Project

General

Profile

Feature #2915

Feature #2816: Device-side update&constraits, buffer ops and multi-gpu comms

GPU direct communications

Added by Alan Gray 6 months ago. Updated about 1 month ago.

Status:
New
Priority:
Normal
Assignee:
-
Category:
-
Target version:
-
Difficulty:
uncategorized
Close

Description

Part of this family of developments involves enablement of direct communications between GPU memory spaces. This issue is to discuss common sub-issues related to the development of these new features.

TODO
  • Investigate if GPU halo exchange inter-GPU sync in thread MPI case can be made more lightweight with cuStreamWaitValue32 (or similar). (done with MPI exchange of pointers to events, with remote event enqueued to stream).

Subtasks

Task #2965: Performance of GPU direct communicationsNew
Task #3082: move launch/synchronization points to clarify task dependenciesNew
Feature #3087: enable GPU peer to peer accessNew

Related issues

Related to GROMACS - Feature #2891: PME/PP GPU communications New

Associated revisions

Revision 8f42be1e (diff)
Added by Alan Gray about 1 month ago

GPU halo exchange

Activate with GMX_GPU_DD_COMMS environment variable.

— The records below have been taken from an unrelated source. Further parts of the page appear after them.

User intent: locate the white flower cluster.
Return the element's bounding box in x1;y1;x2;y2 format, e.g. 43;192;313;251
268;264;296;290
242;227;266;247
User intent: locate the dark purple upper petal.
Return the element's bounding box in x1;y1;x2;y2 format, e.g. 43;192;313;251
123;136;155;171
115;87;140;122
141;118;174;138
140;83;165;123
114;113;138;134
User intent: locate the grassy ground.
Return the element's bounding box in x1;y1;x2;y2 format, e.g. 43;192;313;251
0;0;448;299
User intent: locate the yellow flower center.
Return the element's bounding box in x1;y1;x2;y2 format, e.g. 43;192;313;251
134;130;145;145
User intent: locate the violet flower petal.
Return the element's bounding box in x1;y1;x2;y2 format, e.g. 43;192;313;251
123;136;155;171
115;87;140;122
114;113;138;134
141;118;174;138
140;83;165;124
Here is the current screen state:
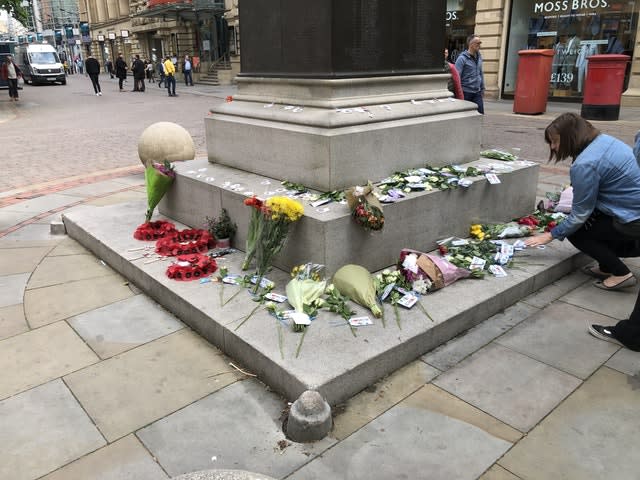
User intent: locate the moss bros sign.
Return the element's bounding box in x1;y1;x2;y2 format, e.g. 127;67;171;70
533;0;609;13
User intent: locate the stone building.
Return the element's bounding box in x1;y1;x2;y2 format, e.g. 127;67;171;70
79;0;239;83
79;0;640;105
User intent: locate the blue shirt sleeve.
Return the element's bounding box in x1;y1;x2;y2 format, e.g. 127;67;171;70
551;164;600;240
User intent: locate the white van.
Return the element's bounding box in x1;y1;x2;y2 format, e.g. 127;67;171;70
15;43;67;85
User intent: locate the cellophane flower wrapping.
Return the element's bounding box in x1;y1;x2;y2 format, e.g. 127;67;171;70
333;264;382;318
254;197;304;284
242;197;264;270
144;161;176;222
286;263;327;314
345;183;384;230
398;248;471;291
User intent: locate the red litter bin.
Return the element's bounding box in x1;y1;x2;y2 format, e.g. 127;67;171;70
513;49;555;115
580;54;631;120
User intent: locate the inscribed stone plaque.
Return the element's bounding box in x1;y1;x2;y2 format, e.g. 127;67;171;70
239;0;446;78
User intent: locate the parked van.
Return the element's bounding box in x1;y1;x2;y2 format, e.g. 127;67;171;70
15;43;67;85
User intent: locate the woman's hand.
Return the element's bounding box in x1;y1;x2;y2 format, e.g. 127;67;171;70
524;232;553;247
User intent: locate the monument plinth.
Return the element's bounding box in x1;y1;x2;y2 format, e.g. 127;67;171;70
205;0;480;191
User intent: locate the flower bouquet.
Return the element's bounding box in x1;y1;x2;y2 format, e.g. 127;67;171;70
251;197;304;293
345;183;384;230
144;160;176;222
398;248;471;294
242;196;264;270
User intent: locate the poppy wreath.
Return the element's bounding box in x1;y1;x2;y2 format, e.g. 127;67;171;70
167;253;218;281
133;220;176;242
156;229;215;257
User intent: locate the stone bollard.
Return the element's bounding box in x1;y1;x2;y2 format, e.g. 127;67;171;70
285;390;332;443
138;122;196;167
173;470;275;480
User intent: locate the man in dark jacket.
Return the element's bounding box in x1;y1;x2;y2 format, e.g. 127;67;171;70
131;55;145;92
116;53;127;92
84;55;102;97
456;35;484;114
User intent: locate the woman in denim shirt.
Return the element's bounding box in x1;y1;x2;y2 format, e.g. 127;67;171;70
525;113;640;290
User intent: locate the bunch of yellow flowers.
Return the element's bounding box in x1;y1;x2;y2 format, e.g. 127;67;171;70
265;197;304;222
470;223;485;240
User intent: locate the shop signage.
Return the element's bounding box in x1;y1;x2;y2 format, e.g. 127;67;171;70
533;0;609;13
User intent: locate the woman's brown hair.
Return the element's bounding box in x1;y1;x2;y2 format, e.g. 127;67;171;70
544;113;600;162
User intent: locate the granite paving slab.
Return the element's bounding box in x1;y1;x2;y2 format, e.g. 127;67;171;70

Class to initialize and apply halo exchange functionality directly on
GPU memory space.

Fully operational for position buffer. Functionality also present for
force buffer, but not yet called (awaiting acceptance of force buffer
ops patches).

Data transfer for halo exchange is wrapped and has 2 implementations:
cuda-aware MPI (default with "real" MPI) and direct cuda memcpy
(default with thread MPI). With the latter, the P2P path will be taken
if the hardware support it, otherwise D2H,H2D.

Limitation: still only supports 1D data decomposition

TODO: implement support for higher numbers of dimensions.
TODO: integrate call to force buffer halo exchange, when force buffer ops
patches accepted.

Implements part of #2890
Associated with #2915

Change-Id: I8e6473481ad4d943df78d7019681bfa821bd5798

Revision 44f607d7 (diff)
Added by Alan Gray 7 days ago

GPU halo exchange

Activate with GMX_GPU_DD_COMMS and GMX_USE_GPU_BUFFER_OPS environment
variable.

Class to initialize and apply coordinate buffer halo exchange
functionality directly on GPU memory space.

Currently only supports direct cuda memcpy, and relies on thread MPI
being in use.

Updated gpucomm testing matrices to cover non-GPU case.

Limitation: still only supports thread MPI, 1D data decomposition and
only coordinate halo exchange

Implements part of #2890
Associated with #2915

Change-Id: I8e6473481ad4d943df78d7019681bfa821bd5798

History

#1 Updated by Alan Gray 6 months ago

Szilard wrote (copying from issue 2891):

How do we provide fallbacks for when i) no MPI is used ii) no CUDA-aware MPI is used?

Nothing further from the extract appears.